Le siècle est fou. Fou de lâchetés, de démissions, de mensonges, d’impostures, et de laideur, ce qu’on appelle « la mafia des généraux », n’est que le refus apeuré de toute hauteur et le règne jusque là incontestable de la médiocrité.

Ce constat bien qu’amer révèle les limites du régime algérien noyé dans ses vicissitudes, et ses fourberies qui deviennent presque risibles, si ce n’était le destin de tout un peuple mis en balance par un cacique. Un général de vert vêtu, des médailles à foison couronnant un cœur couard et lugubre à défaut de vaillance.

Encore un ministre défendant sa pitance, rampant dans les salons du proche orient, mordant la poussière du désert et buvant le calice jusqu’à la lie pour honorer le gras de sa panse disgracieuse.

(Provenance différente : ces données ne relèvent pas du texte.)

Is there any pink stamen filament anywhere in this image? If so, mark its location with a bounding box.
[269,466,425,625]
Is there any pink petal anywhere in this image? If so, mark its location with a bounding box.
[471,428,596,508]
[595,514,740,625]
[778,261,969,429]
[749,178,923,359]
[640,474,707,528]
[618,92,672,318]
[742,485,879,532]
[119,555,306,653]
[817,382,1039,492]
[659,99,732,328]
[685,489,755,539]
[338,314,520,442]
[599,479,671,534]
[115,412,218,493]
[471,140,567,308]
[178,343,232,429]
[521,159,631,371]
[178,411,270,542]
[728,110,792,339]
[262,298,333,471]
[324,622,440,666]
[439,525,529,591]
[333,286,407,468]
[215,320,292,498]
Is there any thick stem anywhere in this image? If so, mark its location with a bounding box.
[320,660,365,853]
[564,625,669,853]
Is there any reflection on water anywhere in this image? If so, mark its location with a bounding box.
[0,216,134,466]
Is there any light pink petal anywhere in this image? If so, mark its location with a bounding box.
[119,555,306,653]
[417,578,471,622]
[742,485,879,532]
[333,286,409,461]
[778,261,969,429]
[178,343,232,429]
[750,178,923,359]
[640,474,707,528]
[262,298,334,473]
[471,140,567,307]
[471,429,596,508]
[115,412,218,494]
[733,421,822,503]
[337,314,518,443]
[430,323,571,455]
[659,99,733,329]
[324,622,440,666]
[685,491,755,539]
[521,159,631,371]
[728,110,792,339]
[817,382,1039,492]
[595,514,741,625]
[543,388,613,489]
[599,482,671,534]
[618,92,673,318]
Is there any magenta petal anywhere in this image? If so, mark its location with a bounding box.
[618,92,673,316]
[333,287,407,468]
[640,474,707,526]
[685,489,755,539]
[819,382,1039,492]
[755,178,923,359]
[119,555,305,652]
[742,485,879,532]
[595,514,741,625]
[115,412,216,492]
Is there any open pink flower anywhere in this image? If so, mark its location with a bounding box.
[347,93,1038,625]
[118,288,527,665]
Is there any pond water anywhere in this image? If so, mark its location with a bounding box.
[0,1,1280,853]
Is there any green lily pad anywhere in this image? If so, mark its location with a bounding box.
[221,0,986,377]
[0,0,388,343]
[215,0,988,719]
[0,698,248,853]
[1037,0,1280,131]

Oui, il n’a jamais traversé les lignes ennemies, ni connu la virilité des vrais hommes au maquis, ce n’est pas le héros de la bataille de Bouzegza, ni celle de la bataille d’Alger, il n’a pas négocié les accords d’Evian, et ce n’est pas l’architecte de la révolution. Oh, que non ! Loin s’en faut.

Oui, il est à la place où on l’a mis ayant comme seul héritage une chaise vide pleine d’angoisse, et une Algérie bien trop grande, jouissant de la clairvoyance de ses enfants. Doté d’un esprit politique aussi étriqué qu’une moule en plein océan et démuni de toutes formes de stratégies politiques. Piètre soldat, il lui restait de réussir sa sortie avant la grande purge qui se profile à l’horizon, en priant le ciel de ne pas rejoindre ses acolytes à la prison tristement célèbre d’EL Harrach.

Oui, le pauvre bougre est orgueilleux, il est perdu, il est prisonnier de sa propre condition, un canard boiteux élevé dans un cloître sombre à l’abri de l’audace et de l’intelligence, ignorant les vols majestueux des aigles royaux.

Son seul mérite est de ne pas omettre de ployer le genou dans un réflexe pavlovien devant un roi, ou un cadre pour perpétrer le rituel de la bassesse des gens vils, veules, et vénaux dans un capharnaüm institutionnel inédit, et un bidouillage constitutionnel anachronique feintant la trituration pour choisir l’énième souillure de cette matrice inféconde et condamnée de fait, et dans un aveuglement de toutes solutions politiques. De cette même crise politique, et seulement politique, et à ne pas en douter car le peuple ne se trompe pas en considérant ce marasme politique, économique, et moral comme une conséquence de la dilapidation des richesses nationales, de la mauvaise gestion des ressources, du terrorisme d’Etat, de moult assassinats politiques, des crimes contre l’humanité, et de la haute trahison d’Etat au point ou le clientélisme, et la corruption à grande échelle, ainsi que, le détournement de quelques millions de dollars passent pour des faits mineurs devant le viol répété des algériennes et des algériens dans leurs droits les plus fondamentaux et dans leurs chairs depuis l’indépendance confisquée par le clan de Oujda.

 Le résultat fait que le musellement des libertés individuelles et collectives depuis plusieurs décennies pour entraver le champ des perspectives de réalisation d’un vrai Etat de droit reste d’actualité et en suspens permanent à nos jours. Avec la dernière sortie de l’enfant soldat, il est évident que la tentative d’interdire le drapeau Amazigh est un aveu d’échec retentissant devant la grandeur du peuple algérien qui n’a seulement pas recouvert sa dignité mais aussi sa souveraineté.